• Neurocritical care · Apr 2021

    Cerebral Microembolism in Intracerebral Hemorrhage: A Prospective Case-Control Study.

    • Eva A Rocha, Felipe Rocha, Izadora Deliberalli, João Brainer C de Andrade, Irapuá F Ricarte, Aneesh B Singhal, and Gisele S Silva.
    • Department of Neurology, Universidade Federal de São Paulo, 350 Pedro de Toledo Street, São Paulo, SP, 04039-002, Brazil. eva.rochac@gmail.com.
    • Neurocrit Care. 2021 Apr 1; 34 (2): 547-556.
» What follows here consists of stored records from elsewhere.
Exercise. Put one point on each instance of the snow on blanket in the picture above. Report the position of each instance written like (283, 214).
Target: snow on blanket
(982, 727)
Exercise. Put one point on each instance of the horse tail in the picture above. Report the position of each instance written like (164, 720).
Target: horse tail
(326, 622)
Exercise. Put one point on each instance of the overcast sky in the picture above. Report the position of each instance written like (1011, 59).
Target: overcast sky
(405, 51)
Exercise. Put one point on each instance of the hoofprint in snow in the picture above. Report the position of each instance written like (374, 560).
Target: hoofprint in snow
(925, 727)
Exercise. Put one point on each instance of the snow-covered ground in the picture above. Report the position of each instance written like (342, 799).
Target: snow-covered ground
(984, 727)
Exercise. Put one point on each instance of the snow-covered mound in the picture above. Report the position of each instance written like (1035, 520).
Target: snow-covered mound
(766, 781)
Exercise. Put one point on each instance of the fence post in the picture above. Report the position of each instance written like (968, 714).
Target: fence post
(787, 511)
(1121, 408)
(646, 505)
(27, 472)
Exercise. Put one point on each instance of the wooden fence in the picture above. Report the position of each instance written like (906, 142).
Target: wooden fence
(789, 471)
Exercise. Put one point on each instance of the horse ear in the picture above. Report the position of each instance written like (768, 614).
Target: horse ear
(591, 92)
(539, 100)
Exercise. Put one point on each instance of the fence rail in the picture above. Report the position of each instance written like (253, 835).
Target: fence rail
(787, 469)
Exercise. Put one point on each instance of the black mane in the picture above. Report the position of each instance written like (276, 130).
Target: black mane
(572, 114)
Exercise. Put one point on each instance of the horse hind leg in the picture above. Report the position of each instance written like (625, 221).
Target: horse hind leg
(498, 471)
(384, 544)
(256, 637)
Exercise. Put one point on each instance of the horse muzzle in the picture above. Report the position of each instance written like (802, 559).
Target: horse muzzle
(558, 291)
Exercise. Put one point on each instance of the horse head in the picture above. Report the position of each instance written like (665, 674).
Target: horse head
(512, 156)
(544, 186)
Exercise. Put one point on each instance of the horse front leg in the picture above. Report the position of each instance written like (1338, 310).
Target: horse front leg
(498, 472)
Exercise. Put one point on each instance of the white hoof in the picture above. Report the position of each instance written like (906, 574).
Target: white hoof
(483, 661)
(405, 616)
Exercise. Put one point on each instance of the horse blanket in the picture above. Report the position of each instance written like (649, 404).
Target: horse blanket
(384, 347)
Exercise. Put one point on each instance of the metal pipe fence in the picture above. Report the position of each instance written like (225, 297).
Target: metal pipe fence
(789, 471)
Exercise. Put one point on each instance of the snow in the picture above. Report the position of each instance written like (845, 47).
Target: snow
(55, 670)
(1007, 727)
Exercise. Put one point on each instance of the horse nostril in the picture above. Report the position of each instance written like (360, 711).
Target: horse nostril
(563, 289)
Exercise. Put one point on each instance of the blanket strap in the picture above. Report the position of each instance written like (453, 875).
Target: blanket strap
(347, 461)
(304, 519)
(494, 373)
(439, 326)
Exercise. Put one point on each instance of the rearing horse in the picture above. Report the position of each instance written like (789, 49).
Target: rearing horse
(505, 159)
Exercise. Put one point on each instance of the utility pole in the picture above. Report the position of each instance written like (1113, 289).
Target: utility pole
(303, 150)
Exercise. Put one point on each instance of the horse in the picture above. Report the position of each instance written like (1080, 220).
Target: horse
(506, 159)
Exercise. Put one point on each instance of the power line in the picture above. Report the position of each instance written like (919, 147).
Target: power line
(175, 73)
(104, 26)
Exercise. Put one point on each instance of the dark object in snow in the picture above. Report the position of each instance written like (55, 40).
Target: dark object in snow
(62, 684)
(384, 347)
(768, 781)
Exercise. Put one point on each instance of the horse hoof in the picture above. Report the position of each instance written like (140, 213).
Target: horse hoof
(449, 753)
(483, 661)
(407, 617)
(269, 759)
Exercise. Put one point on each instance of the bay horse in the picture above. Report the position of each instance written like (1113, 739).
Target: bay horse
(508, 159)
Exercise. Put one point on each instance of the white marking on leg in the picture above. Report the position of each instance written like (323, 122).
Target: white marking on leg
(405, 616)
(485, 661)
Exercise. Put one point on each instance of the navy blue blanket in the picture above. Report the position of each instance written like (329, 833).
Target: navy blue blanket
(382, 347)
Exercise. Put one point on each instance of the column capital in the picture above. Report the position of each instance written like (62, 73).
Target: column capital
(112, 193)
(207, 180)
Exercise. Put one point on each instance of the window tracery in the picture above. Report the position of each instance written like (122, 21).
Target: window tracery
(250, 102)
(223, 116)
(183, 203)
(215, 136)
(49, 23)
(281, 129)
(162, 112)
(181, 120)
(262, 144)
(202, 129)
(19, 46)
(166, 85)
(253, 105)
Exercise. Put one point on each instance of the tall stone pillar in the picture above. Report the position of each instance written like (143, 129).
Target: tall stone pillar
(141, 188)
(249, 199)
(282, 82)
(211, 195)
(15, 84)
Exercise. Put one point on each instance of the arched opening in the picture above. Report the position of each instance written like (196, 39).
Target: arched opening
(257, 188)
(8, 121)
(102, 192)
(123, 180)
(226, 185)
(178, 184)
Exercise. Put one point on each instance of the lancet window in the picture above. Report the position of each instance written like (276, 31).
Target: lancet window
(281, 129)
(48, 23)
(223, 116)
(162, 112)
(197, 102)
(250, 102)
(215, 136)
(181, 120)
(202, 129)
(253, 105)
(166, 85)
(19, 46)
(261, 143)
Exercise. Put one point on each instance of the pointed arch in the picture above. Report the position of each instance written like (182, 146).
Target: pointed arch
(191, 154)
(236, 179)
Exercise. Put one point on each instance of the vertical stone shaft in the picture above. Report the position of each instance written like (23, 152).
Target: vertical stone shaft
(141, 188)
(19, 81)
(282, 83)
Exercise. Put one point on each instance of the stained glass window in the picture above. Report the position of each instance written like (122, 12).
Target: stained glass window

    BackgroundSmall and remote acute ischemic lesions may occur in up to one-third of patients with spontaneous intracerebral hemorrhage (ICH). Possible mechanisms include cerebral embolism, small vessel disease, blood pressure variability and others. The embolic mechanism has not been adequately studied. Using transcranial Doppler (TCD), we assessed the incidence of spontaneous microembolic signals (MESs) in patients with acute ICH.MethodsTwenty acute ICH patients were prospectively evaluated within 48 h of hospital admission. Clinical and imaging data were collected. Continuous TCD monitoring was performed in both middle cerebral arteries for a one-hour period on days 1, 3 and 7 of hospital admission. Monitoring was performed in the emergency room, ICU or ward, according to patient location. We compared the frequency and risk factors for MES in patients with ICH and in 20 age- and gender-matched controls without history of ischemic or hemorrhagic stroke.ResultsThe mean age was 57.5 ± 14.1 years, and 60% were male. MESs were detected in 7 patients with ICH and in one control patient without ICH (35% vs 5%, p = 0.048). The frequency of MES on day 1 was 15% (3 of 20 patients), on day 3, 26% (5 of 19 patients) and on day 7, 37.5% (3 of 8 patients). Among patients with ICH, those with MES had a tendency to higher frequencies of dyslipidemia (83% vs 33%, p = 0.13) and lobar location of hemorrhages (71% vs 30%, p = 0.15). Two out of 6 patients with ICH who also underwent MRI had remote DWI lesions, of whom one showed MES on TCD.ConclusionMicro-embolic signals occur in over one-third of patients with ICH. Further research is needed to identify the sources of cerebral microembolism and their relationship with small acute infarcts in ICH.